Johnson’s eyes became vacant hearing the name of the Syrian city, in the midst of a humanitarian crisis and under bombardment by Russian warplanes. “About?”

“Aleppo,” Barnicle said. Johnson sounded genuinely intrigued: “And what is Aleppo?”

For its part, the New York Times proved that Johnson wasn’t alone in his ignorance about the nuances of the Syrian war: In an article about Johnson’s own mistake, the paper was forced to issue multiple corrections after identifying Aleppo as alternatively the capital of Syria, which it is not, the capital of the Islamic State, which it is not, and an key ISIS stronghold, which it is not.

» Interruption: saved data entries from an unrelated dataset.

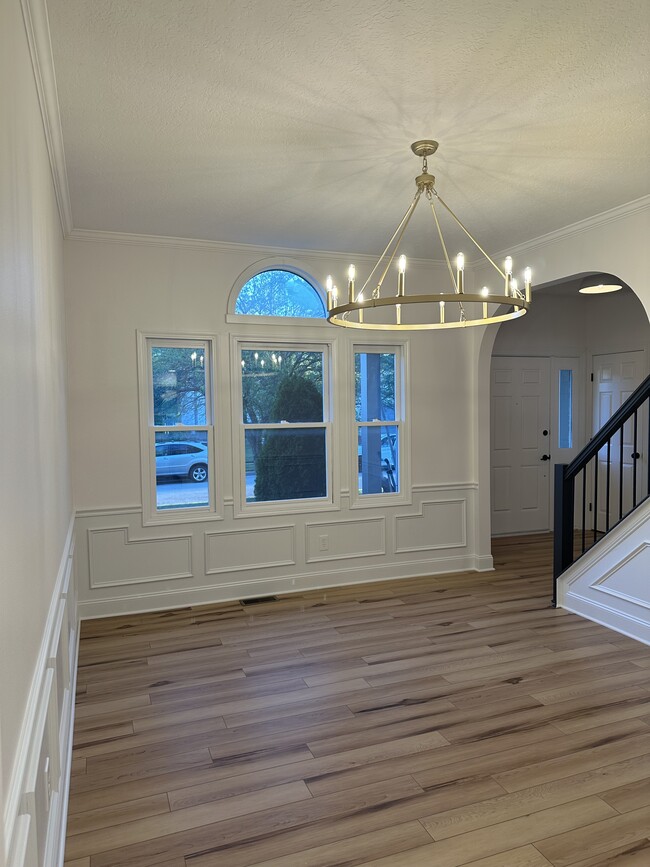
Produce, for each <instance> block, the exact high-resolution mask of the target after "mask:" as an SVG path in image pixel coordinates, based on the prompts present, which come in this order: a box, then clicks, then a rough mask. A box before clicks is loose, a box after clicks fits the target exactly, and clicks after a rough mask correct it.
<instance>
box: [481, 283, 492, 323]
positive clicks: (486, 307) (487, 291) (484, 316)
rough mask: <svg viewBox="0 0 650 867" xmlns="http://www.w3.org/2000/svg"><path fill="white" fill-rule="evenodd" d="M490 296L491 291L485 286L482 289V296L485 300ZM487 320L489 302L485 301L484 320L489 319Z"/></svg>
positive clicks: (483, 309)
mask: <svg viewBox="0 0 650 867" xmlns="http://www.w3.org/2000/svg"><path fill="white" fill-rule="evenodd" d="M489 294H490V290H489V289H488V288H487V286H484V287H483V288H482V289H481V295H482V296H483V297H484V298H487V297H488V296H489ZM487 318H488V307H487V301H484V302H483V319H487Z"/></svg>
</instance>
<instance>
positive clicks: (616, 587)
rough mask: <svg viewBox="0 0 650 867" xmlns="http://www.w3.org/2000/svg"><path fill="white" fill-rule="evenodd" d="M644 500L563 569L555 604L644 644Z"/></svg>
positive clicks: (646, 582)
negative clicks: (616, 631)
mask: <svg viewBox="0 0 650 867" xmlns="http://www.w3.org/2000/svg"><path fill="white" fill-rule="evenodd" d="M649 579H650V500H646V502H645V503H643V504H642V505H641V506H639V507H638V508H637V509H636V511H634V512H633V513H632V514H631V515H630V516H629V517H628V518H626V519H625V520H624V521H623V523H622V524H620V525H619V526H618V527H615V528H614V530H612V531H611V533H610V534H609V535H608V536H606V537H605V538H604V539H603V540H602V541H601V542H599V544H598V545H596V547H595V548H594V549H593V550H592V551H588V552H587V553H586V554H584V555H583V556H582V557H581V558H580V560H578V561H577V562H576V563H574V565H573V566H572V567H571V568H570V569H568V570H567V572H565V573H564V575H562V576H561V577H560V579H559V581H558V603H559V604H560V605H561V607H562V608H566V609H568V610H569V611H573V612H574V613H575V614H581V615H582V616H583V617H588V618H589V619H590V620H595V621H596V622H597V623H602V624H603V625H604V626H609V627H610V629H615V630H616V631H617V632H622V633H623V634H624V635H629V636H631V637H632V638H637V639H638V640H639V641H643V642H645V643H646V644H650V580H649Z"/></svg>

The second Johnson scratch that made headlines was his failure last week to name a single foreign leader, when MSNBC asked him to name one that he respected.

“Any continent! Canada, Mexico, Europe, Asia, South America, Africa, name a foreign leader that you respect,” urged host Chris Matthews.

“I guess I’m having an Aleppo Moment,” Johnson admitted, coining a name for his own gaffe.

Seemingly resigned to keep making mistakes, Johnson has attempted to spin his ignorance of world affairs into a positive by arguing that a president who doesn’t know where countries are located is less likely to bomb them.

“The fact that somebody can dot the i’s and cross the t’s on a foreign leader or a geographic location then allows them to put our military in harm’s way,” Johnson said on MSNBC this week.